Argentina ofreció enmendar la ley, para definir la negligencia para incluirla más claramente como “distribución y entrega de vacunas por negligencia” (Wionews), o sea a la logística. Pero Pfizer no acordó. “En los Estados Unidos, la ley PREP, que es la ley de preparación pública y preparación para emergencias, otorga total inmunidad a empresas como Pfizer y Moderna. Pero esto no se aplica a la negligencia, sino a la intencionalidad” (Inventia, ídem). Cuando Pfizer vio rechazado este reclamo, exigió que Argentina contrate un “seguro internacional” para pagar posibles causas judiciales contra la empresa”. Esto sí habría sido aceptado por Alberto Fernández. Para los desmemoriados, es oportuno recordar que en 2001 el gobierno de De la Rúa sacó un seguro para la convertibilidad. Cuando el peso se vino abajo, en 2002, ni el Deustche Bank, ni el Morgan cumplimentaron el contrato.

“Pero aquí no es donde Pfizer terminó su acoso: en noviembre, Pfizer regresó con más demandas. Esta vez quería activos soberanos como garantía. Pfizer quería que Argentina pusiera, contenga la respiración, ¡sus reservas bancarias, su base militar y los edificios de su embajada como garantía!” (ídem). El sabotaje de Pfizer, que había hecho pruebas clínicas en el Hospital Militar, como anticipo de un contrato de vacunas, forzó las urgentes negociaciones de Argentina con Rusia. Ahora espera convertirse en productor de ella en asociación con México.

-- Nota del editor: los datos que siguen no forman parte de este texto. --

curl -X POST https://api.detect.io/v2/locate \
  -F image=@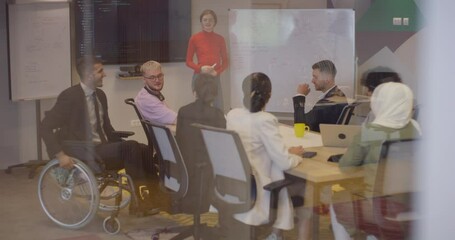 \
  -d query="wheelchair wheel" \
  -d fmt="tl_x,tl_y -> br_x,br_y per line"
38,159 -> 100,229
98,175 -> 131,212
103,216 -> 121,234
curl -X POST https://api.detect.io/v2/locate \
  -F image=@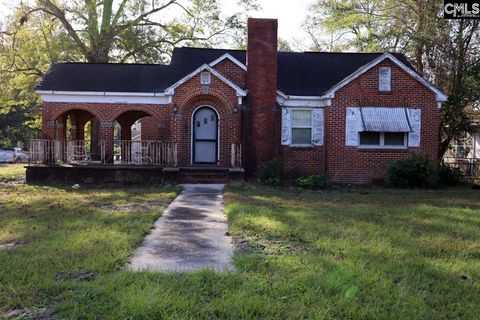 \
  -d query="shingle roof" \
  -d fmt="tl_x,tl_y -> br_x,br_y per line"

Brasil, el tercer país más afectado del mundo por la pandemia, también recibió aprietes. Pfizer reclamó a Brasil que creara un fondo de garantía y depositara dinero en una cuenta bancaria extranjera, “una demanda tan extraña y despiadada” (ídem). El 23 de enero de 2021, el Ministerio de Salud de Brasil emitió una declaración en la que citaba a expertos de las cláusulas previas al contrato de Pfizer: “Brasil renunciaría a la soberanía de sus activos en el exterior a favor de Pfizer, las reglas del país no se pueden aplicar a Pfizer, Brasil toma en consideración el retraso en la entrega, Pfizer no será penalizado por el retraso en la entrega, en caso de efectos secundarios, Pfizer quedará exento de toda responsabilidad civil” (ídem). Como consecuencia, Pfizer retrasó la entrega de vacunas, lo que costará miles de vidas, en Brasil donde mueren 1.400 personas por día. Bolsonaro se agarró desesperado a la vacuna Sinopharm, a pesar de haber denunciado durante meses al “virus de Wuhan”.